Invited Speakers
Ming Yin
Purdue University
Mitigating Biases in Crowdsourcing Data Collection
Date: 10th November 2021, 16:00 - 17:00
Data has become the secret sauce for the rapid progress of artificial intelligence (AI). Over the past decade, crowdsourcing has become a prevalent paradigm for obtaining data from people to enhance machine intelligence. However, there is a growing line of literature showing that data collected from crowdsourcing efforts could have significant biases, which not only decreases the quality of the data, but may even negatively impact the downstream algorithmic models built based on these data. Many factors could contribute to the biases in crowdsourced data, including the composition of the dataset on which annotations are solicited from the crowd (e.g., sampling bias of the dataset), and the cognitive and behavioral limitations that the crowd is subject to when providing annotations (e.g., cognitive bias, affective bias, social bias). In this talk, I'll present some of our recent efforts in mitigating biases throughout the crowdsourcing data collection lifecycle. In particular, I'll discuss how the wisdom of the crowd can be leveraged to detect sampling bias of the dataset before the data is collected, whether and how adding real-time worker interactions during data collection can help mitigate biases in the crowdwork, and how to account for worker biases after the data is collected to reduce data biases through post-hoc data aggregation.
Saiph Savage
Northeastern University
The Future of A.I. for Social Good
Date: 11th November 2021, 15:30 - 16:30
The A.I. Industry has powered a futuristic reality of self-driving cars and voice assistants to help us with almost any need. However, the A.I. Industry has also created systematic challenges. For instance, while it has led to platforms where workers label data to improve machine learning algorithms, my research has uncovered that these workers earn less than minimum wage. We are also seeing the surge of A.I. algorithms that privilege certain populations and racially exclude others. If we were able to fix these challenges we could create greater societal justice and enable A.I. that better addresses people’s needs, especially groups we have traditionally excluded.
In this talk, I will discuss some of these urgent global problems that my research has uncovered from the A.I. Industry. I will present how we can start to address these problems through my proposed "A.I. For Good" framework. My framework uses value sensitive design to understand people's values and rectify harm. I will present case-studies where I use this framework to design A.I. systems that improve the labor conditions of the workers operating behind the scenes in our A.I. industry; as well as how we can use this framework to safeguard our democracies. I conclude by presenting a research agenda for studying the impact of A.I. in society; and researching effective socio-technical solutions in favor of the future of work and countering techno-authoritarianism.
Alexandra Olteanu
Microsoft
On the Foresight and Measurement of Computational Harms
Date: 12th November 2021, 15:45 - 16:45
Abstract: There is a rich and long-standing literature on detecting and mitigating a wide range of biased, objectionable, or deviant content and behaviors, including hateful and offensive speech, misinformation, and discrimination. There is also a growing literature on fairness, accountability, and transparency in computational systems that is concerned with how such systems may inadvertently engender, reinforce, and amplify such behaviors. While many systems have become increasingly proficient at identifying clear cases of objectionable content and behaviors, many challenges still persist.

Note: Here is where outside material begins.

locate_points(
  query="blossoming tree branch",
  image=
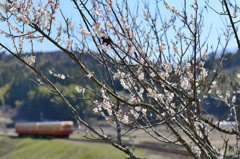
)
(158, 60)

While existing efforts tend to focus on issues that we know to look for, techniques for preempting future issues that may not yet be on the product teams' and research community's radar are not nearly as well developed or understood. Addressing this gap requires deep dives into specific application areas. In addition, existing approaches to measuring computational harms also often embed many unnamed assumptions, with poorly understood implications to the fairness and inclusiveness of a system. I will ground our discussion in some of our recent research examining how language technologies are being evaluated and how we could do better.